[CQ-Contest] what is required of recevied audio, and whay will it show?

Jim Brown k9yc at audiosystemsgroup.com
Fri Mar 10 13:03:36 EST 2017


On Fri,3/10/2017 1:41 AM, David Pruett wrote:
> Just about any modern transceiver that has a sub-receiver utilizes 
> stereo receive audio.

Not quite. They feed two channels of audio to headphones, but those 
channels are not "stereo." Stereo is, by definition, the use two or more 
microphones in an acoustic environment to receive magnitude, phase, and 
time information about sound in that space, and feeding that signal to 
two or more loudspeakers or headphones to reproduce the sound in the 
original environment, including the spatial location of the sound 
sources. In stereo, the PHASE relationships between the two channels is 
critical, and far more than the amplitude relationships.

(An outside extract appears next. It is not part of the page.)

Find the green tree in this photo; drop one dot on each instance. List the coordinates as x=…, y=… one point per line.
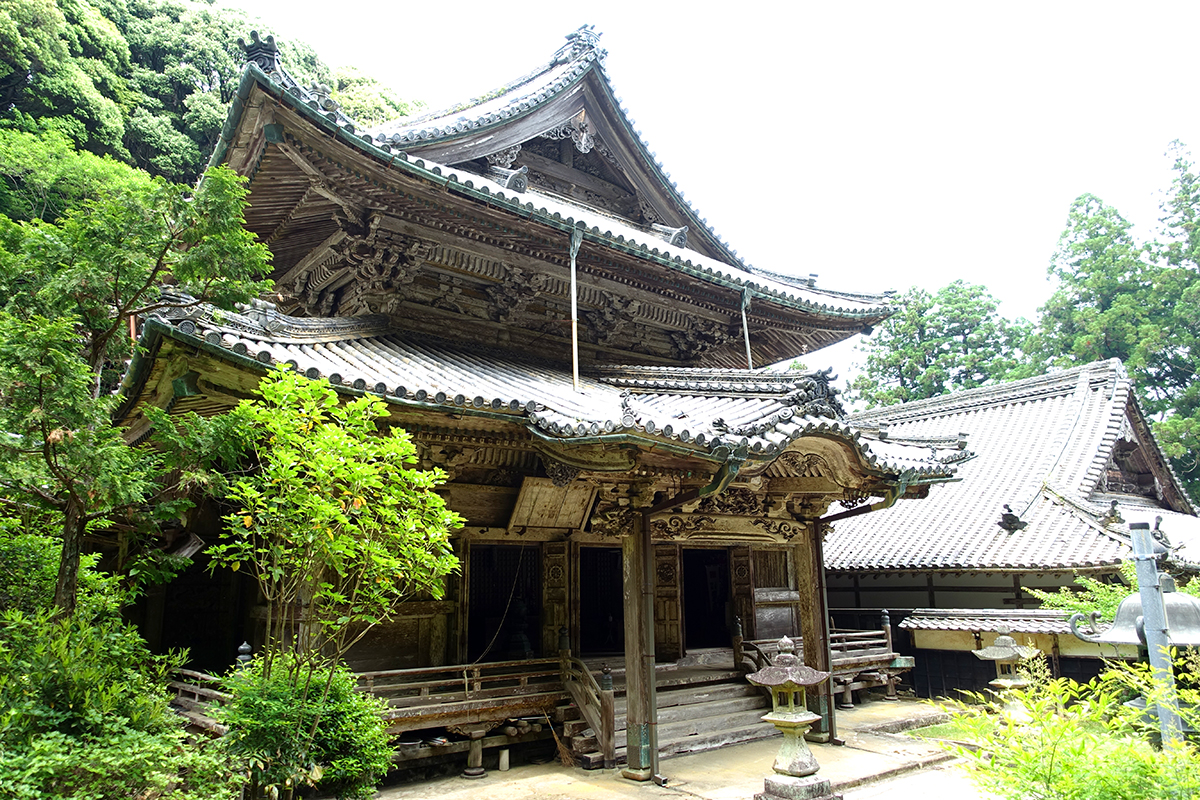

The only way in which we use anything like this in ham radio is 
diversity reception, where two receivers are fed by two antennas and we 
put one in one ear and one in the other. The amplitude and phase 
relationships between the two antennas provide a sound field that can 
create a spatial impression and sound a lot like stereo.

When doing SO2R, many of us put the radio on our left to our left ear 
and the radio on our right to our right ear, but since those radios are 
listening to two different frequencies, it's NOT stereo.